Prompt Emission of Gamma-Ray Bursts in the High-density Environment of Active Galactic Nuclei Accretion Disks

TL;DR

This paper investigates gamma-ray burst emissions occurring in the dense environments of active galactic nuclei disks, revealing unique emission characteristics and implications for classification and observational signatures.

Contribution

It introduces a semi-analytical model for GRB propagation in high-density AGN disk environments, highlighting distinct emission features and potential misclassification issues.

Findings

Bursts are likely single, long emission episodes with hard-to-soft evolution.

Multi-pulse light curves require long dormant periods of the central engine.

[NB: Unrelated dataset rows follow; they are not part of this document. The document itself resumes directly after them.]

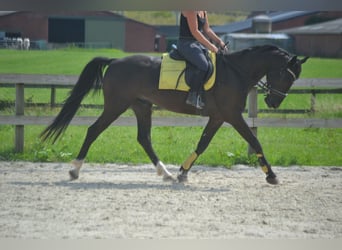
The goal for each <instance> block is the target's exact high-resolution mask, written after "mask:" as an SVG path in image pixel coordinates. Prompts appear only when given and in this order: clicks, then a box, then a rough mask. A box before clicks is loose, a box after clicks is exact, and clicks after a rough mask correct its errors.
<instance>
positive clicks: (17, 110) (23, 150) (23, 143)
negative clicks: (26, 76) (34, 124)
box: [15, 83, 25, 153]
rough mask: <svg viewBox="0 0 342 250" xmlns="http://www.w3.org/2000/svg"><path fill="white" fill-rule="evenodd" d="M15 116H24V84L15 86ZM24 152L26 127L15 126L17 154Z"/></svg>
mask: <svg viewBox="0 0 342 250" xmlns="http://www.w3.org/2000/svg"><path fill="white" fill-rule="evenodd" d="M15 93H16V94H15V95H16V96H15V115H16V116H20V115H24V106H25V100H24V84H23V83H17V84H16V85H15ZM23 151H24V125H16V126H15V152H16V153H22V152H23Z"/></svg>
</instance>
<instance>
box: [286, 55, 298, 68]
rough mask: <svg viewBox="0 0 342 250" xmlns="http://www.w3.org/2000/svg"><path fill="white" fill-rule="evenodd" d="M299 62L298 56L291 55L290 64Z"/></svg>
mask: <svg viewBox="0 0 342 250" xmlns="http://www.w3.org/2000/svg"><path fill="white" fill-rule="evenodd" d="M296 63H297V56H293V57H291V59H290V61H289V62H288V65H289V66H292V65H295V64H296Z"/></svg>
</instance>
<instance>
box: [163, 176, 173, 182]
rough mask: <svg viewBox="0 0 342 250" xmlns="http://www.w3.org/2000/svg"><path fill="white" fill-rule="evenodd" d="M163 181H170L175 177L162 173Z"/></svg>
mask: <svg viewBox="0 0 342 250" xmlns="http://www.w3.org/2000/svg"><path fill="white" fill-rule="evenodd" d="M163 181H171V182H175V181H176V180H175V178H173V176H172V175H164V176H163Z"/></svg>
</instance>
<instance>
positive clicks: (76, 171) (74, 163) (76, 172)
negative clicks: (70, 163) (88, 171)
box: [69, 159, 84, 179]
mask: <svg viewBox="0 0 342 250" xmlns="http://www.w3.org/2000/svg"><path fill="white" fill-rule="evenodd" d="M83 162H84V161H83V160H77V159H75V160H72V161H71V164H72V165H73V166H74V168H73V169H72V170H70V172H69V174H70V177H71V179H77V178H78V176H79V173H80V169H81V167H82V164H83Z"/></svg>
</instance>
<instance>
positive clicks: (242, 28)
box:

Short GRBs in such environments may appear as long events without supernovae.

Abstract

Long and short gamma-ray bursts are traditionally associated with galactic environments, where circumburst densities are small or moderate (few to hundreds of protons per cubic cm). However, both are also expected to occur in the disks of Active Galactic Nuclei, where the ambient medium density can be much larger. In this work we study, via semi-analytical methods, the propagation of the GRB outflow, its interaction with the external material, and the ensuing prompt radiation. In particular, we focus on the case in which the external shock develops early in the evolution, at a radius that is smaller than the internal shock one. We find that bursts in such high density environments are likely characterized by a single, long emission episode that is due to the superposition of individual pulses, with a characteristic hard to soft evolution irrespective of the light curve luminosity. While multi-pulse light curves are not impossible, they would require the central engine to go dormant for a long time before re-igniting. In addition, short GRB engines would produce bursts with prompt duration that would exceed the canonical 2 s separation threshold and would likely be incorrectly classified as long events, even though they would not be accompanied by a simultaneous supernova. Finally, these events have a large dynamical efficiency which would produce a bright prompt emission followed by a somewhat dim afterglow.